Riding the crocodile – Greg Egan

Iain M. Banks + Alastair Reynolds = Greg Egan ! 

oceanic_eganIl existe, dans l’œuvre de Greg Egan, une sorte de cycle informel, dit de l’Amalgame, qui est composé de trois nouvelles et de son roman (sorti en 2008) Incandescence (qui n’a, au moment où je rédige ces lignes, pas été traduit). Ces trois textes courts sont disponibles dans le recueil Oceanic, qui n’est pas identique à son quasi-homonyme en VF, Océanique, publié par le Belial’. La première de ces nouvelles, sortie en 2005, est Riding the crocodile, qui n’a pour l’instant pas été traduite non plus, et dont je vais vous parler aujourd’hui (les deux autres, ainsi que le roman, seront chroniqués dans les 4-5 semaines qui viennent, sauf catastrophe). Outre dans Oceanic, on peut aussi la lire gratuitement (en anglais) directement sur le site de l’auteur. La seconde nouvelle (sortie en 2007) est Glory, qui est disponible dans Oceanic en VO ou sous forme électronique en VF (éditée par Bragelonne) sous le titre Gloire. Enfin, la troisième nouvelle, Hot Rock, est postérieure à la sortie d’Incandescence, puisqu’elle a été publiée dans Oceanic en premier lieu en 2009.

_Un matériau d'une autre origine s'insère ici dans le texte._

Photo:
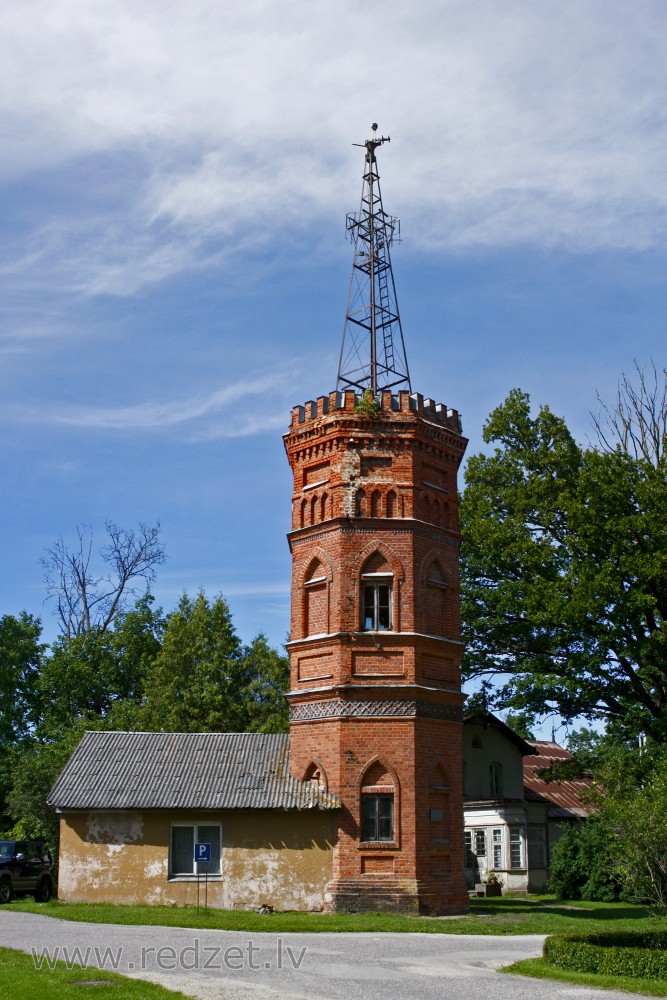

Les quatre textes (nouvelles + roman) s’inscrivent dans un univers commun, qui ressemble un peu à une fusion entre celui de la Culture de Iain M. Banks et celui de House of suns d’Alastair Reynolds (même si ce dernier roman est sorti en 2008, et qu’on peut se demander si Reynolds ne s’est pas inspiré d’Egan). L’auteur précise, sur son site, que Riding the crocodile se déroule environ 300 000 ans avant les événements d’Incandescence.

Univers

La Voie Lactée, comme toutes les galaxies de son type, est formée d’un bulbe central entouré par un « disque » périphérique (en réalité, ledit disque n’est pas plein, mais formé des bras d’une spirale, séparés par des vides de plusieurs milliers d’années-lumière). Dans le très lointain futur imaginé par Egan, les humains et des milliers de races intelligentes s’étant étendues au-delà de leur système stellaire d’origine, issues de onze types de biochimies différentes, se sont réunies en une metacivilisation unique, l’Amalgame, mais seulement dans le disque galactique. En effet, le Bulbe, lui, est occupé par une autre civilisation, qui ne communique pas et refuse tout contact, notamment en renvoyant les milliards de sondes de l’Amalgame à l’envoyeur. Cette culture, surnommé l’Aloof (mot anglais pour distant / réservé), plus ancienne que l’Amalgame, maintient ainsi isolation et silence depuis… un million d’années. L’observation des planètes du Bulbe au télescope ne révèle ni structures technologiques, ni émissions électromagnétiques ou autres, ni même les traces atmosphériques de vie ou de technologie. Et pourtant, il semblerait que chaque système de la périphérie du Bulbe soit équipé pour repousser (sans les endommager, en effaçant juste leur mémoire) les sondes de l’Amalgame. 40 000 ans de tentatives de contact ou d’en savoir plus n’ont rien donné.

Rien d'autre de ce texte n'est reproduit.